Nick Krieger (@nckrieger) and Nate Smith-Tyge (@smithtyge):
Remember way back, like two weeks ago, when Governor Rick Snyder announced his intention to direct the Michigan Department of Environmental Quality (“MDEQ”) to promulgate a new state Lead & Copper Rule that is stricter than its federal counterpart? It appears that some Republican state lawmakers didn’t get the memo.
House Bill 5613, introduced today by State Representative Triston Cole (R-Mancelona) and eight of his GOP colleagues, would generally prohibit any state agency from issuing regulations that are more stringent than the parallel federal guidelines.
While it is true that HB 5613 would provide exceptions for emergency rules and special cases in which “the director of the agency determines that there is a clear and convincing need to exceed the applicable federal standard,” the legislation does not define “clear and convincing need,” thereby rendering this exception largely arbitrary and meaningless.
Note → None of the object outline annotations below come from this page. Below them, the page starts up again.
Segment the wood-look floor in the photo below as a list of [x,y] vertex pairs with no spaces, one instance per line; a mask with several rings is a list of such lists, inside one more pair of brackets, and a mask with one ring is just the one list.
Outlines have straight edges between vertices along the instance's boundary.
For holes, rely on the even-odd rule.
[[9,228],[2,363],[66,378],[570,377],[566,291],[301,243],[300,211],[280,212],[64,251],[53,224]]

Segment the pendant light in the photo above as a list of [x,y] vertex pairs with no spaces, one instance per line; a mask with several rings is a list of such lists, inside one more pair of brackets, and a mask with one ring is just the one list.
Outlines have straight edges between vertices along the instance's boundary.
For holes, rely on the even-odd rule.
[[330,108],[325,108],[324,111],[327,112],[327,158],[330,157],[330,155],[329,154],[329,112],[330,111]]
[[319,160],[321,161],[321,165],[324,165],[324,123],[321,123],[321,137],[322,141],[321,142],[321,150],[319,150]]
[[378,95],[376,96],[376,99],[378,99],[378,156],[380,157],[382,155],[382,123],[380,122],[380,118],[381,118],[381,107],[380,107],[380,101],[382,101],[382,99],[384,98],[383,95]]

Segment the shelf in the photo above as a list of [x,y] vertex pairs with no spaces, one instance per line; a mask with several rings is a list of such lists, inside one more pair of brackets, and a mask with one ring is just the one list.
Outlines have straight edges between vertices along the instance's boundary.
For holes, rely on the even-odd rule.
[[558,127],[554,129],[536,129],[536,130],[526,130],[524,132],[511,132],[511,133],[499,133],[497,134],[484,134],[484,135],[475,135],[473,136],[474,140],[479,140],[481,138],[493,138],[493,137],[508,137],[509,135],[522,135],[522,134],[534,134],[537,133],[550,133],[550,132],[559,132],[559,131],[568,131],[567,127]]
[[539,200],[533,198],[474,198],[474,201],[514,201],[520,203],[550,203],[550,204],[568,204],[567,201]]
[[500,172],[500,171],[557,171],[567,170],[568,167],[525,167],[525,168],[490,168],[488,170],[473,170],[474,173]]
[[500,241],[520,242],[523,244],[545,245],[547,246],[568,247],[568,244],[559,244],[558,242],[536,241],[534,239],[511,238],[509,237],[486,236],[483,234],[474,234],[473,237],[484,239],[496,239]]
What’s more, even assuming that the exigencies posed by the Flint Water Crisis would constitute a “clear and convincing need” sufficient to overcome the legislation’s general prohibition, the bill is clearly designed to have a chilling effect on administrative rulemaking and send a message to state departments that seek to exceed the parallel federal standards. What is that message, exactly? That any new regulations will be heavily scrutinized by the Legislature, which has the authority to suspend or overrule any administrative rule that it finds objectionable.
Just last month, several GOP state senators introduced legislation (Senate Bill 827) that would further strip the MDEQ’s rulemaking authority by creating a statutory oversight committee of solid-waste, manufacturing, oil-and-gas, agribusiness, and chamber-of-commerce representatives with the power to veto any proposed MDEQ rule before it is even released for public comment. As you probably know, MDEQ is the agency that is primarily responsible for regulating issues such as drinking-water safety and environmental health.
And the issue isn’t limited to Flint. For example, Michigan courts have previously upheld the MDEQ’s authority under the Natural Resources and Environmental Protection Act to promulgate groundwater-discharge and agricultural-runoff rules that are stricter than the applicable federal guidelines. State environmental regulations like this would presumably be invalid under the proposed legislation as well.
Before you pick up your torches and pitchforks, you should know that HB 5613 will probably never become law. In 2011, Snyder vetoed a very similar bill after it had passed the Michigan House and Michigan Senate. In his veto message, Snyder specifically cited several instances in which the MDEQ had protected the Great Lakes by implementing state rules that exceeded the federal standards. If HB 5613 should happen to pass both chambers of the Legislature, let’s hope Snyder sticks to his guns and vetoes it just like the last one.
In the end, even if HB 5613 and SB 827 are never enacted and signed into law, these bills prove just how tone-deaf and out-of-touch Michigan’s legislative majority really is. Only time will tell if Snyder can convince these hostile lawmakers to allow his executive-branch agencies to promulgate new environmental regulations.
On June 7, 2016, HB 5613 passed the Michigan House by a vote of 61-47. The bill now heads to the Michigan Senate for consideration.